Food monopoly bad for students

ReAnne Utemark

ReAnne Utemark

Recently, our yearbook staff was asked by the Union officials to stop passing out cookies at their table in the Union. The director of the Union told them that they were not allowed to bring in food from outside of Chartwell’s. Now, I understand that the university signed a contract with Chartwell’s that would give it sole rights to cater within the Union and around campus. Fairly, that seems like a great clause for Chartwell’s, but it is student organizations, departments and students who get left out in the cold wind of crappy food and high prices.

Sure, the yearbook staff broke the union policy about bringing in outside food. However, it was not because they were lazy or because they just wanted to “stick it to the man,” they did it because in this current economic climate, it is hard to justify paying astronomical prices for cookies and other foodstuffs. To buy 24 peanut butter cookies from Chartwell’s catering costs $11.98 – and that is without tax and the service charge. This works out to be around $.49 per cookie without tax or service charge. If you want to get extra-fancy and go for the gourmet cookies (i.e. cookies with M&Ms), those are $7.99 per dozen or about $.67 per cookie. These figures are from the Web site, To buy 36 cookies from Dillon’s costs a whopping $7.98. That works out to be around $.22 per cookie without tax and there is no service charge.

This price gouging might be acceptable if the food were acceptable, but often, it is not. Sometimes, Chartwell’s outdoes itself – the food is on time and the right temperature.

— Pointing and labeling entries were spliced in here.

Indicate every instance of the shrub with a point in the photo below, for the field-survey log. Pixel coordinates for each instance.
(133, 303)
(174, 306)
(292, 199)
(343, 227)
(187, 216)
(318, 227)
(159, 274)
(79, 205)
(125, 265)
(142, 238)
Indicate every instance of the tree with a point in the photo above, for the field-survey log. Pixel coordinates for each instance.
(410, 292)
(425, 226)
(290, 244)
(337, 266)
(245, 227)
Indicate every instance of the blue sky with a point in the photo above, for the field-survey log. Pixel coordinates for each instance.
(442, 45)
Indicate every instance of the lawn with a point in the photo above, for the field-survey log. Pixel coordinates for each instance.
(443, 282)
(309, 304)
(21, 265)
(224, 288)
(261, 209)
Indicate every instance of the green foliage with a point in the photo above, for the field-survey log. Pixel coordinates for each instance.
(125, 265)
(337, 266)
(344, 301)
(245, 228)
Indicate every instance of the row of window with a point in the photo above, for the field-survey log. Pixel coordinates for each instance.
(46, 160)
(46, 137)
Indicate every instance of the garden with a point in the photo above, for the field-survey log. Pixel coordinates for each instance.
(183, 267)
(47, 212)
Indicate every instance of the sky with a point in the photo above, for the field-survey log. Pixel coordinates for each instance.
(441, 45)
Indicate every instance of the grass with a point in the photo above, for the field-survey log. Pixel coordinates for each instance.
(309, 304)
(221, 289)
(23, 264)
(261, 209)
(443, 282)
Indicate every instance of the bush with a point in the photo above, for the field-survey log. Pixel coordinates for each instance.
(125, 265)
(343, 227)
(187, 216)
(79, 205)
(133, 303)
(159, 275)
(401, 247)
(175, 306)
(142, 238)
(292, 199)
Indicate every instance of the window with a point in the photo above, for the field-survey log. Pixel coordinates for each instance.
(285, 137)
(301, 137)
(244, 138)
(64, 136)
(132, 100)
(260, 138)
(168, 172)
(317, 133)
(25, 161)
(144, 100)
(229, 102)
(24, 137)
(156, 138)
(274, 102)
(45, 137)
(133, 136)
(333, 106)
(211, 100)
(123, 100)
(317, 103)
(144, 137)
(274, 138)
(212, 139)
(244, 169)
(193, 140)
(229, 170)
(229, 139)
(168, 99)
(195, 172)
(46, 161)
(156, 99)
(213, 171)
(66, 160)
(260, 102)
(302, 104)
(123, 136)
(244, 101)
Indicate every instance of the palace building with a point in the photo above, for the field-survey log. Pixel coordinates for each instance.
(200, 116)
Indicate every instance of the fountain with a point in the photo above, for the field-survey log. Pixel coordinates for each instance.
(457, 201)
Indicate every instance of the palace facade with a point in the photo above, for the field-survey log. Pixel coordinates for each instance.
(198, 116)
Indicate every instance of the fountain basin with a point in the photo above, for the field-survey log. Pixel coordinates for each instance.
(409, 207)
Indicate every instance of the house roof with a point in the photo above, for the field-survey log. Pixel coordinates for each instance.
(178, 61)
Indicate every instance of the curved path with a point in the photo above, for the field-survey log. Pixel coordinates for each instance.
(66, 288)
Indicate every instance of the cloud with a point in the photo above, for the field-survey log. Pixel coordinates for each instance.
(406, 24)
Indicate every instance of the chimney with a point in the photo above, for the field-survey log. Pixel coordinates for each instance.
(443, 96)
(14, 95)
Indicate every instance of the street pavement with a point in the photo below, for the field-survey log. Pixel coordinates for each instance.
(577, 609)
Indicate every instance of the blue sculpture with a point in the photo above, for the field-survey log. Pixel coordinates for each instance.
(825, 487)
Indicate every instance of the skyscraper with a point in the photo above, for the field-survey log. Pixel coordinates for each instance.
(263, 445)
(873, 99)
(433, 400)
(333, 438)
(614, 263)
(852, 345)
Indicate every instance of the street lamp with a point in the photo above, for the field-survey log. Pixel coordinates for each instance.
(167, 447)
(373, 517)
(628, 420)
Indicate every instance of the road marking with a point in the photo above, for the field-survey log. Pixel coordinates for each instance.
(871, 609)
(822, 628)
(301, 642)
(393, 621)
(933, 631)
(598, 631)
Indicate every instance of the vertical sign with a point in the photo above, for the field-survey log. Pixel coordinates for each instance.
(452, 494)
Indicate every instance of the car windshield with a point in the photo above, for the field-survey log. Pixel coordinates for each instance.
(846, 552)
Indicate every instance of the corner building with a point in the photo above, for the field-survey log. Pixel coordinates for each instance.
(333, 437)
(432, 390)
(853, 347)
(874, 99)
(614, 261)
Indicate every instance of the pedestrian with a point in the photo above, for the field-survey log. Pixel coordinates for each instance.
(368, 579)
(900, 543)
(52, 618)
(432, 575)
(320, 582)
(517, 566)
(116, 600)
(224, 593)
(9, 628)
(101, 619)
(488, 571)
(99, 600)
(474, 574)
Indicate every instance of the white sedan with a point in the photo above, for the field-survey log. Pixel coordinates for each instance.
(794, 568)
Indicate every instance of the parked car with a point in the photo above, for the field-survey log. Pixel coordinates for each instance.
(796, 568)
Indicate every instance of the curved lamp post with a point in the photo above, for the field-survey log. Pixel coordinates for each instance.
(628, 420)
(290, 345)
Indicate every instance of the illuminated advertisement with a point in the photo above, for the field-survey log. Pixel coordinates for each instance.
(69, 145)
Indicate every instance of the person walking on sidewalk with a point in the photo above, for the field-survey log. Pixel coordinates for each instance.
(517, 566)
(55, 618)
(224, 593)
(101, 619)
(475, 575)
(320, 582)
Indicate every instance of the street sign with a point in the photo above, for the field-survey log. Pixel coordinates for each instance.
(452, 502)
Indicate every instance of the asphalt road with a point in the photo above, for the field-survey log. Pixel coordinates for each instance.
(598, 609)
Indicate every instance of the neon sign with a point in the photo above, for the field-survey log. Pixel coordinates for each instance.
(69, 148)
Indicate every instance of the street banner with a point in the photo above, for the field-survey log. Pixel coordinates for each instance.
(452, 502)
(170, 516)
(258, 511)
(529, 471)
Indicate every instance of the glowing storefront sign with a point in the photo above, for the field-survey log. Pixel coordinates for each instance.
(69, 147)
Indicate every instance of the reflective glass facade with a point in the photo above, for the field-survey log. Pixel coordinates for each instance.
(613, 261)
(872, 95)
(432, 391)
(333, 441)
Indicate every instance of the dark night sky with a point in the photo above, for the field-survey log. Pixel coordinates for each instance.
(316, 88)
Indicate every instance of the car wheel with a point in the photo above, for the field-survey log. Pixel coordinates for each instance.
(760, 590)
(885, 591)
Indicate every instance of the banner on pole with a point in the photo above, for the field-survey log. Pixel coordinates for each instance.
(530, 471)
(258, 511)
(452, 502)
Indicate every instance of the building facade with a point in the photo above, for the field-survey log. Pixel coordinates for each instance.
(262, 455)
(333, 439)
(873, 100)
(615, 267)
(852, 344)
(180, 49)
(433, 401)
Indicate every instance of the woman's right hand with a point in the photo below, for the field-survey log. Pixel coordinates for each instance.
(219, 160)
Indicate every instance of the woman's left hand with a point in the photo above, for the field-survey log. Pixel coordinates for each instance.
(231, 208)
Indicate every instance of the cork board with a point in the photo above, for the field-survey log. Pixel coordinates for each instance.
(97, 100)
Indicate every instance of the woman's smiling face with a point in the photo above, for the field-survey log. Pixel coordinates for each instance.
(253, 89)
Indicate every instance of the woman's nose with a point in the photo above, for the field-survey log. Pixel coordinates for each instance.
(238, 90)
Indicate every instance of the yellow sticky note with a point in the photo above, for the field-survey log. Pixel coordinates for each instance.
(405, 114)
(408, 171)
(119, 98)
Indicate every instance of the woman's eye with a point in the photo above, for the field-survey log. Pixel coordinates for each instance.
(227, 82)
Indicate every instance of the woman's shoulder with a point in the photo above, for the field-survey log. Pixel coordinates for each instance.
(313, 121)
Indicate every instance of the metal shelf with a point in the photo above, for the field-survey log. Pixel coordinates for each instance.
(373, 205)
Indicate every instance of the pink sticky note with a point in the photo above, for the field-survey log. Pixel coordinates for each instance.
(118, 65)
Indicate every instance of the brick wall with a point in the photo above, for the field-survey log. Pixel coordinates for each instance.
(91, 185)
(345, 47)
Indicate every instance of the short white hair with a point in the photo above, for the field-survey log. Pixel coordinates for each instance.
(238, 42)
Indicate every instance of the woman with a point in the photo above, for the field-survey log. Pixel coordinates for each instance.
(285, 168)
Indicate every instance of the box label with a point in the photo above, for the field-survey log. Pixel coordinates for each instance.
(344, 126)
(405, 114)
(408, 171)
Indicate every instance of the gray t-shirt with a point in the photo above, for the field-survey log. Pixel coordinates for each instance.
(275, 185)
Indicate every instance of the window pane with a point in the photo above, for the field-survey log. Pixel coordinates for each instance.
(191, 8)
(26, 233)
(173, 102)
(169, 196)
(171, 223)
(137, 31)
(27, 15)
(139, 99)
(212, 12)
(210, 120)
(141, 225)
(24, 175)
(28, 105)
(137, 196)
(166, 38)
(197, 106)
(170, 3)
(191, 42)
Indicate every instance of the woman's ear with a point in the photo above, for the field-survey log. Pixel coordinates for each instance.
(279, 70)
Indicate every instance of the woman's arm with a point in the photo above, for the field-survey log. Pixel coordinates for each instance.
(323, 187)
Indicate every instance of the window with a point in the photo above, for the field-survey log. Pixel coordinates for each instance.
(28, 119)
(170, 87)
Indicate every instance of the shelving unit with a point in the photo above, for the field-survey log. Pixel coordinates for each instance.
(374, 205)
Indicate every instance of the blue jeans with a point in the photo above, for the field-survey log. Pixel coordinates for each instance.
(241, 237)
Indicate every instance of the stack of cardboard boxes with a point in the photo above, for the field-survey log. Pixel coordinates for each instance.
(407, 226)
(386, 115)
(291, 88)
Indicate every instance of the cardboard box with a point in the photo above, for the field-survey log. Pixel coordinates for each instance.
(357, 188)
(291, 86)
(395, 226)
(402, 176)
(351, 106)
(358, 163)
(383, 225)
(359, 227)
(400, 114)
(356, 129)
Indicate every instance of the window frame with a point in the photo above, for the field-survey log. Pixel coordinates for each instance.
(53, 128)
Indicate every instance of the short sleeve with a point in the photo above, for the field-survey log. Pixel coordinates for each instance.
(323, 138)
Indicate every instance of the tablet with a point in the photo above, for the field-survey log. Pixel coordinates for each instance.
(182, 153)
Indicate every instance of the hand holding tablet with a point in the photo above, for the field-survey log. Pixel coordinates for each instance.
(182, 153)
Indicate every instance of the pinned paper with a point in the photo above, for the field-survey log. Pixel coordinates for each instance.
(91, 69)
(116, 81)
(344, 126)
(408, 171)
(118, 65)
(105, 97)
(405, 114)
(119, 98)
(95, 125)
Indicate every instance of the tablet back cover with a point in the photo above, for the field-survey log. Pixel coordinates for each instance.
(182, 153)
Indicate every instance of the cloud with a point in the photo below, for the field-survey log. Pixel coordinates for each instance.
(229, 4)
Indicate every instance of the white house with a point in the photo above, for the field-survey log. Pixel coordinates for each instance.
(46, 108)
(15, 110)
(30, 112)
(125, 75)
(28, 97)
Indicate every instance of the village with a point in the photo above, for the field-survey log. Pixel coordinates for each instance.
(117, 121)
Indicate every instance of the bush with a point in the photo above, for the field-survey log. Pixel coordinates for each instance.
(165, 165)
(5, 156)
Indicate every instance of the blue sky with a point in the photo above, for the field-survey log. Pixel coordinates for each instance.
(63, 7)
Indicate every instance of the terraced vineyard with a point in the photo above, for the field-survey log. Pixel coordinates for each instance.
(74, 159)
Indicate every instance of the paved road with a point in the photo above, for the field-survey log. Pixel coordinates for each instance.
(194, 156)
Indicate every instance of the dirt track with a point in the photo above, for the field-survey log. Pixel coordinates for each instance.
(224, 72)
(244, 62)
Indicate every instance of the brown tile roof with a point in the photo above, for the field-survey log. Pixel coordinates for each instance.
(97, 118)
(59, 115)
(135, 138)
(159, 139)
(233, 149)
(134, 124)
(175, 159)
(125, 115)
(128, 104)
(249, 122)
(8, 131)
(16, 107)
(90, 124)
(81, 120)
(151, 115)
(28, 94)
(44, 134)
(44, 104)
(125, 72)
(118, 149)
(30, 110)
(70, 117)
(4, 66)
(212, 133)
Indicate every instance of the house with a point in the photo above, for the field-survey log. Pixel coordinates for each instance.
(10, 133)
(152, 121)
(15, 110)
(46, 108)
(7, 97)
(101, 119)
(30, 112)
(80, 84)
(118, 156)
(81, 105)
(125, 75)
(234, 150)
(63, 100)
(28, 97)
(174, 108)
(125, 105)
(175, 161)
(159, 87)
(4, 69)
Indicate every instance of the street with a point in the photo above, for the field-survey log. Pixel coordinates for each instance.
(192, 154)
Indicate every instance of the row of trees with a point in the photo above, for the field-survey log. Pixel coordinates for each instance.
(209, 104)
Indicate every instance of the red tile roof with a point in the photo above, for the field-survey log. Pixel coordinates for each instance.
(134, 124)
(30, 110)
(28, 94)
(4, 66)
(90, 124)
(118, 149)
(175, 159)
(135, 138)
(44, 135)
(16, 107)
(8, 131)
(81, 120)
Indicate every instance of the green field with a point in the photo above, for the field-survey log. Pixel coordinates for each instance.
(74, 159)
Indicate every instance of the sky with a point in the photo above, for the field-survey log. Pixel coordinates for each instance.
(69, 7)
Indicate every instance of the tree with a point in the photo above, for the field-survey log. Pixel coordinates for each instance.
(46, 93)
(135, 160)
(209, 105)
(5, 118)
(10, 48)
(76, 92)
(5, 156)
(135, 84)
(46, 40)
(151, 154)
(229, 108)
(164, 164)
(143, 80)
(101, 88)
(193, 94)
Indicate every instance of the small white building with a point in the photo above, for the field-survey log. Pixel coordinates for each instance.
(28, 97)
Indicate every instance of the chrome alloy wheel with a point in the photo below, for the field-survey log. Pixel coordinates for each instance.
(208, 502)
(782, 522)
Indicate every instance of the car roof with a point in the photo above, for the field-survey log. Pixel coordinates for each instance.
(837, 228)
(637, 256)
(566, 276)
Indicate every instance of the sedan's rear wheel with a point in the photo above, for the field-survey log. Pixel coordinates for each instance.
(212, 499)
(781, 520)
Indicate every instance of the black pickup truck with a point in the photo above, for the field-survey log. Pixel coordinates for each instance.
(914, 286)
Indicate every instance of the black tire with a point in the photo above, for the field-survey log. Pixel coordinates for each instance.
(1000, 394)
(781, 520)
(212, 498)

More often, the food is the wrong temperature, soggy or, as was the case at a function last semester, moldy. At a meeting for a candidate filling a position on campus, there was a cheese and cracker tray and when I went to reach for a piece of the cheddar, I realized that the cheese next to it had a fine dusting of a white/green powder. While this might have been a new kind of seasoning, it actually looked more like a mold was just beginning to grow.

I understand that business on a college campus needs to be conducted in a certain way. If there were no monopoly with Chartwell’s, no one would use it. I also understand that college students, for the most part, just like to complain, however, when student organizations’ budgets are eaten up by astronomical Chartwell’s prices, and don’t provide good service, it is a lose-lose system for all. Student organizations will work around the Chartwell’s monopoly – sneaking in dark corners with their pre-packaged cookies and soda.

And their attempt to appease us with Papa John’s is a little sad. A Washburn student can order and carry out a large, single-topping pizza for around $8 without tax. If someone orders a lot of pizza, like for a large group, there is often a discount per pizza. If someone goes through Chartwell’s, which saves the 15 minutes it takes to order and pick up the pizza, it will cost $11.95 before tax and it will probably be cold by the time it gets there. If a group orders six pizzas through Chartwell’s, it will cost more than $70. So much for a cheap way to feed people.

$17.99 for a gallon of orange juice or $12 for a gallon of watery lemonade may be a way to get money from outside groups that come in to use Washburn’s facilities, but it is a terrible way of treating students and student organizations.